Oak Cliff market aimed at Dallas foodies turns out the lights

Oak Cliff market aimed at Dallas foodies turns out the lights

Bolsa Mercado tacos
Tacos were one of the hits at Bolsa Mercado. Photo courtesy of Bolsa

North Oak Cliff will suffer a foodie loss this summer when Bolsa Mercado, the restaurant-market at West Davis, closes at the end of August. After seven years, the market's lease was up for review and the owners decided not to renew.

They'll continue the catering part of their business but shut down the retail portion, says Chris Zielke, who opened Mercado in 2010 with partner Chris Jeffers and Jessica Jeffers, plus Plan B Group principals Royce Ring and Alex Urrunaga.

"We always made our money from the catering portion, and that made up for the losses we saw with the front of the house," he says. "But I want to stress that we don't feel like this failed. The lease is up, and we're choosing not to renew. It has been more a labor of love for the neighborhood than a money-maker. But we're just not interested in doing that for another five years."

North Oak Cliff was a different place when the Mercado opened, a few blocks down from the center of Bishop Arts District. Rents have jumped significantly, and given the low margins in retail, the market could not endure an increase in rent.

"It's challenging doing something with low price points," Zielke says. "Even if you have 250 customers a day, if the average check is $10, it's not enough to stay afloat. And this neighborhood is not like Uptown, where you have a thousand people coming in every day."

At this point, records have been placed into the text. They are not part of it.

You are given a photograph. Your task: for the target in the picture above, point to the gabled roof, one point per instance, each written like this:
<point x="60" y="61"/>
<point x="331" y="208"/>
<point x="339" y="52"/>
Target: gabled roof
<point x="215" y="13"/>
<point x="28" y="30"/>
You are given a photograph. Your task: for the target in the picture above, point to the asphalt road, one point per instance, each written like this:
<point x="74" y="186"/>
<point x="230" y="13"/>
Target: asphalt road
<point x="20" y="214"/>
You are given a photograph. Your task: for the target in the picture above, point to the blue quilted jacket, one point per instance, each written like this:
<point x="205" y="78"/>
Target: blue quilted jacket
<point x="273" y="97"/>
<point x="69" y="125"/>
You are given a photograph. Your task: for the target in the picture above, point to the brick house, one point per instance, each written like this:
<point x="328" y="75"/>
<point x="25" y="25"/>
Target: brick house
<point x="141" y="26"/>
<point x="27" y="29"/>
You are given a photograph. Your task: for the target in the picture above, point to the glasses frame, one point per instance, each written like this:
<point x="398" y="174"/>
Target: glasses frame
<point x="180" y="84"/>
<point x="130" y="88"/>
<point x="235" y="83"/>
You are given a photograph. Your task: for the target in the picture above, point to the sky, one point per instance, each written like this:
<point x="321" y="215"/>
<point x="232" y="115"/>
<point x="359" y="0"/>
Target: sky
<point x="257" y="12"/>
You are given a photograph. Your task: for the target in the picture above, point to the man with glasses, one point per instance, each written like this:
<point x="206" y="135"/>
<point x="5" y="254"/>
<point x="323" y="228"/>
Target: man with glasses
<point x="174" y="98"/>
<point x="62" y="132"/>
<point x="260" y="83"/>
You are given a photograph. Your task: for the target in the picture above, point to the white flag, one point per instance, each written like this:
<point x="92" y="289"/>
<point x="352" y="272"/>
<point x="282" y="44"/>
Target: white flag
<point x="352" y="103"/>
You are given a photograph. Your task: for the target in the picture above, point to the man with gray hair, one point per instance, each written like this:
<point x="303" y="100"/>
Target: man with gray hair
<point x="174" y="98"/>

Bolsa Mercado evolved over the years, starting out in a cool vintage brick building as an ambitious and idealistic market and wine store with fine dry goods, bread, cheese, and produce targeted to foodies. Its coffee bar drew customers, and it had a popular prepared-foods counter for eating in or to-go. It did well with its "dinner to go" bags, with all of the ingredients assembled for a dinner for two. Its breakfast tacos and extra-thick pancakes were best-sellers, and its wrap sandwiches were a hit.

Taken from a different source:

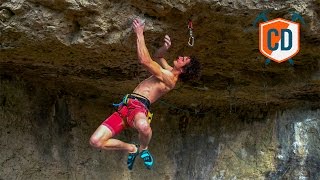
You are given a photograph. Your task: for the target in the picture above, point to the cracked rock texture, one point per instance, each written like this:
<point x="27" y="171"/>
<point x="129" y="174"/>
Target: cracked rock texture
<point x="64" y="62"/>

But expectations run high with market-type businesses, where customers who are perfectly happy to spend $15 on a burger at a restaurant balk at non-discount prices on produce or dry goods.

Zielke and his partners also own Bolsa, Smoke, Chicken Scratch, The Foundry, and The Theodore at NorthPark Center. They just signed on to oversee management of the food and beverage operations at the Statler Hilton hotel in downtown Dallas.

They'll relocate the catering operation to a cheaper neighborhood. "We need a bigger kitchen," Zielke says.